"Folk" hums a soft tune at Chester Theatre Company

CHESTER — The setting for Tom Wells' "Folk" — which is having its American premiere in a low-key, well-tempered production at Chester Theatre Company — is a snug parish house in the Yorkshire seaside village of Withernsea that is home for Sister Winnie (Michele Tauber who possesses a wide toothy smile that could power a city), a fiftysomething Irish nun who loves her Guinness and her folk music. She has steady company in a fiftysomething maintenance worker named Stephen (an affecting and poignant Michael Sean McGuinness), a somewhat shy, closeted (in a variety of ways), gentle soul who lives with his father and shares Sister Winnie's love of Guinness and folk music, to the point that they get together every Friday night for some music-making, camaraderie and a good pint or two.

They are joined, unexpectedly, one Friday evening by a brash, 15-year-old, brick-throwing girl named Kayleigh (Emery Henderson in a polite, well-mannered performance), a former pupil of Winnie's who carries a heavy load of chips on her shoulders.

She is a wounded, angry, resentful soul who fends for herself, has dropped out of school school, lives by her wits and considerable mental resources, and has no parental figures in her life.
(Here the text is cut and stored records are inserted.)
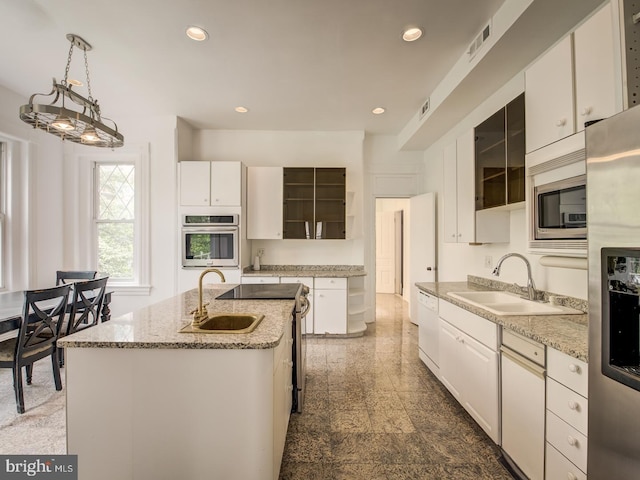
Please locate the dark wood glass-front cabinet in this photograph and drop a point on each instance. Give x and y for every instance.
(314, 203)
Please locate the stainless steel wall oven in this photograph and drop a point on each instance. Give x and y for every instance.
(210, 240)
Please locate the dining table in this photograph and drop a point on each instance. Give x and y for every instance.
(12, 306)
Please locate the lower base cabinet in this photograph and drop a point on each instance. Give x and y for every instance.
(469, 364)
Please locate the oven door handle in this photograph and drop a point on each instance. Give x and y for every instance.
(305, 305)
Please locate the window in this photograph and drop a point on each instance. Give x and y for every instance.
(119, 214)
(115, 220)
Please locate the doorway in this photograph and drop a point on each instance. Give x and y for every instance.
(391, 222)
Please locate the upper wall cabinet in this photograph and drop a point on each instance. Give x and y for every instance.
(210, 183)
(581, 64)
(499, 157)
(314, 203)
(264, 203)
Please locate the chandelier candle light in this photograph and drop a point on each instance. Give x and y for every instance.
(84, 125)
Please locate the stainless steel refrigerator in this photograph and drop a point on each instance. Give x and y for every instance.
(613, 216)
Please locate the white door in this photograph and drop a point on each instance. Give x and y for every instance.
(422, 245)
(385, 252)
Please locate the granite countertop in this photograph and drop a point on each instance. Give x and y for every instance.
(327, 271)
(566, 333)
(157, 325)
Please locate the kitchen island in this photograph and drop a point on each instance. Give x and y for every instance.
(145, 401)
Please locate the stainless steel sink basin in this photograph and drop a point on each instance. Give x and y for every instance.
(505, 303)
(226, 323)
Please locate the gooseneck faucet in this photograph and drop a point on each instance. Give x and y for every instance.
(201, 313)
(531, 287)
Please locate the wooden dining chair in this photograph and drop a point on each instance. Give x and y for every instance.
(86, 308)
(42, 318)
(70, 276)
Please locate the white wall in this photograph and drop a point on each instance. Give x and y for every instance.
(456, 261)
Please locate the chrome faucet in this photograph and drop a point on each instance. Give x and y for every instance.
(201, 313)
(531, 287)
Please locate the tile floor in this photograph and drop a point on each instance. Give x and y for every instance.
(374, 411)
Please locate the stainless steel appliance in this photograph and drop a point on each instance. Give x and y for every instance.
(613, 210)
(284, 291)
(556, 198)
(210, 240)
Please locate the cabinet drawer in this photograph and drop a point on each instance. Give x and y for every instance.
(568, 371)
(308, 281)
(567, 440)
(483, 330)
(330, 283)
(256, 279)
(568, 405)
(558, 467)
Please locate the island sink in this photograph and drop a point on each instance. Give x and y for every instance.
(225, 323)
(506, 303)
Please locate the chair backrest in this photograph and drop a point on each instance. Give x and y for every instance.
(86, 305)
(69, 276)
(42, 317)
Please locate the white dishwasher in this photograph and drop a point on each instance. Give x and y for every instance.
(523, 404)
(428, 331)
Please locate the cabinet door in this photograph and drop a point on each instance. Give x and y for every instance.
(226, 183)
(549, 97)
(450, 207)
(595, 68)
(264, 203)
(480, 370)
(194, 183)
(330, 311)
(465, 146)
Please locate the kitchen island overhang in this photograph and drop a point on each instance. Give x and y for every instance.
(144, 401)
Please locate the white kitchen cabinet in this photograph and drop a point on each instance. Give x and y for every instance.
(210, 183)
(567, 416)
(461, 222)
(264, 202)
(572, 83)
(194, 183)
(469, 364)
(226, 184)
(330, 310)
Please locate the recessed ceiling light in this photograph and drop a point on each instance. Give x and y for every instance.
(197, 33)
(411, 34)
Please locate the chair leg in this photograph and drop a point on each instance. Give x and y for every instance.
(17, 387)
(56, 370)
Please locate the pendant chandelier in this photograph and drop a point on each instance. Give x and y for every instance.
(69, 115)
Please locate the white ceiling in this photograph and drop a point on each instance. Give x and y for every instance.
(296, 64)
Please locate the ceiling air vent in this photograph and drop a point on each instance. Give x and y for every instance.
(424, 109)
(479, 41)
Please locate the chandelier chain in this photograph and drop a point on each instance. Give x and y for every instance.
(86, 67)
(66, 70)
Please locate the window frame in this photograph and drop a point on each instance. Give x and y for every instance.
(138, 156)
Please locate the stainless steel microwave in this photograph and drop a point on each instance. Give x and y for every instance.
(560, 209)
(210, 241)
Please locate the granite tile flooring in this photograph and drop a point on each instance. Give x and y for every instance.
(374, 411)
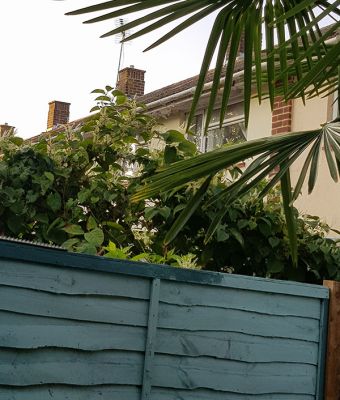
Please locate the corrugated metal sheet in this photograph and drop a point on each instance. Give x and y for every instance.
(82, 327)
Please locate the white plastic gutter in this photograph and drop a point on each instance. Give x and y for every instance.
(208, 85)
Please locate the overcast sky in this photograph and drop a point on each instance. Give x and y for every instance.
(46, 56)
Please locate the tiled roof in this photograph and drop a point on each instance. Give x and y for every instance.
(181, 86)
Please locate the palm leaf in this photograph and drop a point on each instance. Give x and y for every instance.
(295, 24)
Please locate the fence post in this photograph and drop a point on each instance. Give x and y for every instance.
(150, 339)
(332, 384)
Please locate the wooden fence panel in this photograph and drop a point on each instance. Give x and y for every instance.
(80, 327)
(332, 390)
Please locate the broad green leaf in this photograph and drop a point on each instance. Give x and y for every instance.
(275, 266)
(73, 229)
(184, 216)
(91, 223)
(95, 237)
(54, 201)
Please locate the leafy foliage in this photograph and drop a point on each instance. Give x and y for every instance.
(303, 62)
(301, 51)
(74, 188)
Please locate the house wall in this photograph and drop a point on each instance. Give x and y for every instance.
(324, 201)
(304, 117)
(260, 122)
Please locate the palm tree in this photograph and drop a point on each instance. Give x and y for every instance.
(286, 52)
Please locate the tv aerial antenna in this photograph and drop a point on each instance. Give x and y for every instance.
(119, 38)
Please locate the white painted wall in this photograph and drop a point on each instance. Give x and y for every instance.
(324, 201)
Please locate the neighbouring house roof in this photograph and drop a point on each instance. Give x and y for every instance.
(177, 96)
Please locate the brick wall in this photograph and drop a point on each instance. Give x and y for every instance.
(58, 114)
(6, 130)
(131, 81)
(281, 116)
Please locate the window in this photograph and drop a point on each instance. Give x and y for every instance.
(232, 131)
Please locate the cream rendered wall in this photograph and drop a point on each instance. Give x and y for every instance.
(260, 120)
(325, 199)
(175, 121)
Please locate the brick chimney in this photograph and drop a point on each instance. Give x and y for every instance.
(131, 81)
(58, 114)
(6, 130)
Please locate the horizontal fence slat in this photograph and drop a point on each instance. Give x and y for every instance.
(198, 318)
(86, 308)
(232, 376)
(72, 281)
(59, 392)
(56, 366)
(13, 251)
(203, 394)
(25, 332)
(235, 346)
(247, 300)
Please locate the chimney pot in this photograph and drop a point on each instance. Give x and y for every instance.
(6, 129)
(131, 81)
(58, 114)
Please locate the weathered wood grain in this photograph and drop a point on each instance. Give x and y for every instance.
(232, 376)
(247, 300)
(50, 366)
(75, 327)
(332, 382)
(29, 332)
(59, 392)
(217, 319)
(85, 308)
(206, 394)
(47, 257)
(26, 331)
(72, 281)
(151, 340)
(236, 346)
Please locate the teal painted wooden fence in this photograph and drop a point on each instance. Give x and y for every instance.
(87, 328)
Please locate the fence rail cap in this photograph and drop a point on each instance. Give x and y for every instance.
(46, 256)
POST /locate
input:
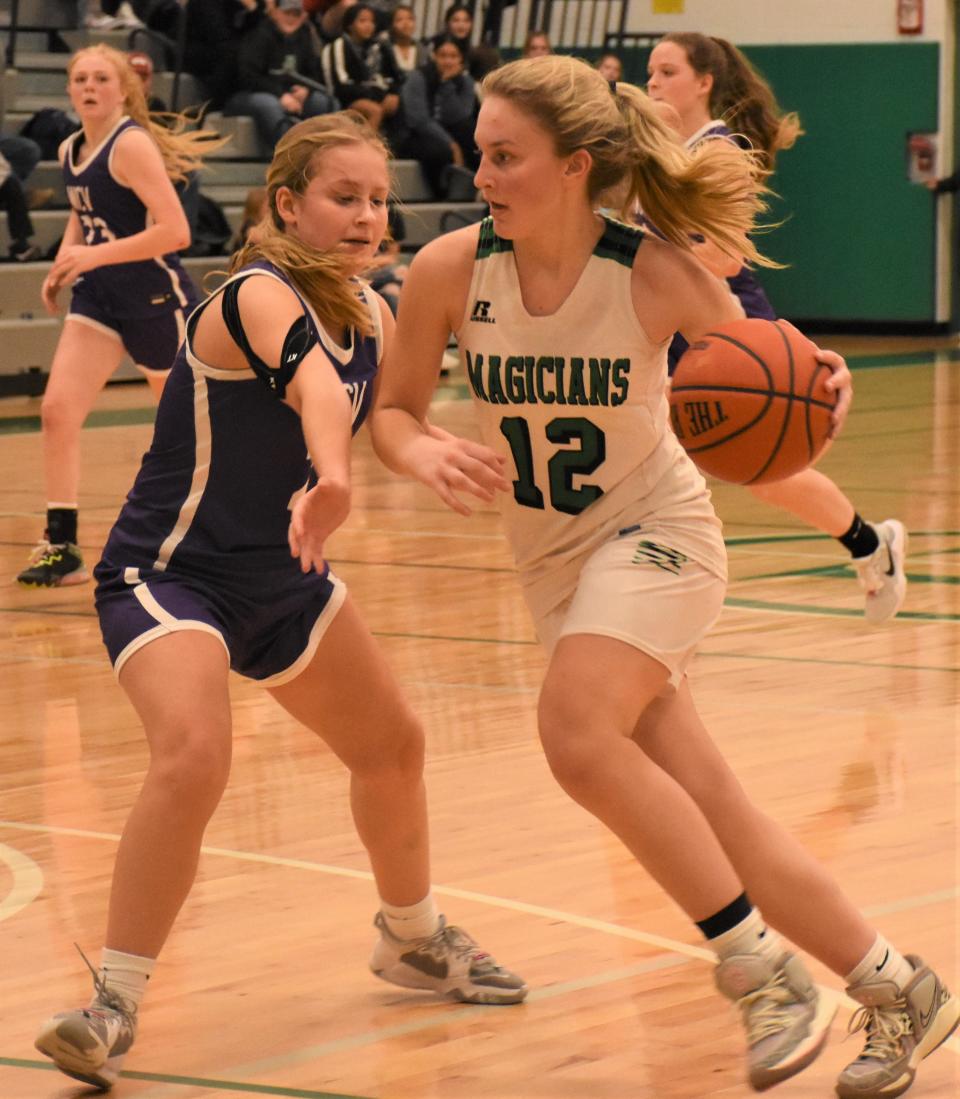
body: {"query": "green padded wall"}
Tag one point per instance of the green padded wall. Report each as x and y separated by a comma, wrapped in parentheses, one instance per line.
(859, 237)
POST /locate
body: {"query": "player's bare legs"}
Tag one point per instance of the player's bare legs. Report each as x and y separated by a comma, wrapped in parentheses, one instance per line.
(349, 698)
(793, 890)
(813, 498)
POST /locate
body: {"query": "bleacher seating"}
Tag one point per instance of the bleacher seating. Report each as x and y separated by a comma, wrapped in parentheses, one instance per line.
(47, 35)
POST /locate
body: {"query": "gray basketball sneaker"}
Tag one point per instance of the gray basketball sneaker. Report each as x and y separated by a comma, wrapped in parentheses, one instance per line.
(902, 1029)
(448, 963)
(90, 1044)
(882, 574)
(785, 1018)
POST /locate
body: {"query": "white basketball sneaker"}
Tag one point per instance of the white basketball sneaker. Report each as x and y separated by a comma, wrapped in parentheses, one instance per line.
(449, 962)
(882, 574)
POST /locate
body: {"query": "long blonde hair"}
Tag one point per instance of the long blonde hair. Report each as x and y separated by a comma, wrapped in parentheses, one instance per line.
(713, 189)
(739, 95)
(321, 276)
(181, 148)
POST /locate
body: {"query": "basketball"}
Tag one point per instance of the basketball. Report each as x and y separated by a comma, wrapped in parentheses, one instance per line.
(748, 401)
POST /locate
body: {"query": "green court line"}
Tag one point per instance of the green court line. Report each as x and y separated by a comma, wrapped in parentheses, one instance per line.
(833, 611)
(115, 418)
(845, 573)
(194, 1081)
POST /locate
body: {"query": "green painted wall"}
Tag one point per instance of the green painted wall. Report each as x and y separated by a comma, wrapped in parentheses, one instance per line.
(857, 236)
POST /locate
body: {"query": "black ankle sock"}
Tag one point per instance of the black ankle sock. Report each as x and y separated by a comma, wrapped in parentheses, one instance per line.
(860, 540)
(727, 918)
(62, 525)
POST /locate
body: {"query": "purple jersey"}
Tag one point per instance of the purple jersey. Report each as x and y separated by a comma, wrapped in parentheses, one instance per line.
(213, 495)
(108, 210)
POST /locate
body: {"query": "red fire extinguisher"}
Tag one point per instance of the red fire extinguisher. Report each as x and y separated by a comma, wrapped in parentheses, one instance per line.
(910, 17)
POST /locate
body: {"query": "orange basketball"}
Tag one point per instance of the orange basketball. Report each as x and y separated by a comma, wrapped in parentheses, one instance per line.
(748, 401)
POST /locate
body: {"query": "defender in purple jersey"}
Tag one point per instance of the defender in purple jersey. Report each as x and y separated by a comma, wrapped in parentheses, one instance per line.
(119, 255)
(705, 80)
(216, 563)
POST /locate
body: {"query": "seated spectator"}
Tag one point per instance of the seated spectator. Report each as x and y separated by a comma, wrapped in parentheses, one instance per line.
(22, 154)
(327, 15)
(255, 209)
(13, 201)
(360, 69)
(408, 51)
(458, 24)
(536, 45)
(437, 117)
(214, 32)
(610, 67)
(275, 57)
Her mother is dead; her father is out of the picture and her her step-dad, isn't "fussed" about her welfare, she says. Death also has claimed her friend, Jason, who was killed in a car crash and has left her pregnant.

Indeed, it turns out that Kayleigh is not the only one in "Folk" who is concerned with mortality.

The kind-hearted Winnie invites Kayleigh to join Stephen and she on their Friday soirees. As the music plays, familial bonds form.

Director James Warwick and his cast keep all this at a low, even keel. "Folk" invites neither surprise nor melodrama. It does, however, invite a more robust, infectious spirit than is evident within the confines of Chester's season-ending theater-in-the-round setting in a cautious production in which less is, well, less.